Anything else I should look at doing while I'm in there? Dad bought this Accord new in 1994. I had a 93 EX coupe from new until 2008ish. I sold it with 360K on it only because Dad gave me this 94 when it got hard for him to get in and out of it. I think the wife was hoping I was finally going to give up the 94 and get something newer, and when she came home to me working on it, she was a little disappointed!
Pulled it back to the house, removed the valve cover and upper timing cover and found a cleanly broken Gates timing belt I put on about 120K miles ago.
That's what I get for trying to stretch the recommended interval. I'm at 348,500 now on this Accord, and was planning on changing at 350K. Timing belt was previously changed at 65K (due to age), and 220K. I knew it was past due and should have done it before now.
So, I pulled valve cover, rockers, exhaust manifold, and have removed the 12MM nuts holding the intake manifold on. Removed distributor and unhooked sensor and coolant hoses. Then I tried getting the head bolts out, and managed to round off two of them when the socket worked up under extreme torque with a cheater bar. I've ordered some spiral sockets in the hopes I can get the last two out, but in the meantime, I wait.
This is the first time I've gone this far into an Accord engine. I rebuild several Honda ATV engines down to the crank every year (hobby) and between youtube, the FSM, and forums I've found there isn't much I can't do.
That said, anything further I need to do to get the head off, once I get those last two head bolts out? The intake seems to be pretty firm, so wasn't sure if I need to undo more fasteners to get that loose, or if I can work the head up and out with things as they are.
Plan is to pull the head, and assuming I don't see any cylinder/ piston damage, probably take the head to Memphis and have the it reworked. I've ground valves on ATV engines, but think for a 16 valve (vs two) I'd rather let a pro do the valves and make sure the head is flat.

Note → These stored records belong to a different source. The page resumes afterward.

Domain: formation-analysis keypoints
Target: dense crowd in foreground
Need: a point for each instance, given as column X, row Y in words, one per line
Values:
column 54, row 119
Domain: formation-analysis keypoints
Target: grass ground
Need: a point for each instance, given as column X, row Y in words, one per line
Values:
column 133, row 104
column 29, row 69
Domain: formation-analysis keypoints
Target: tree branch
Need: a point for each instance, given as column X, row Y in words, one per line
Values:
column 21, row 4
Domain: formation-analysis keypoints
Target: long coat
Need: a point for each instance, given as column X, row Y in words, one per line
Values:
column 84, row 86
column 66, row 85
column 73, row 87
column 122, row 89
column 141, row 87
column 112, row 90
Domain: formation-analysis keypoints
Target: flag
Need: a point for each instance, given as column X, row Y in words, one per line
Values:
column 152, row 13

Anything else I should look at doing while I'm in there? Dad bought this Accord new in 1994. I had a 93 EX coupe from new until 2008ish. I sold it with 360K on it only because Dad gave me this 94 when it got hard for him to get in and out of it. I think the wife was hoping I was finally going to give up the 94 and get something newer, and when she came home to me working on it, she was a little disappointed!
#3
Any way to check short of tearing the whole engine down and removing the rods from the crank/ pulling the pistons out? I rebuild Honda ATV engines constantly, so I'm not new to engines, just haven't torn into an Accord engine before. Other than a chuck of something coming apart and getting caught between the cylinder wall and piston, how would a ring get damaged by a valve hitting a piston?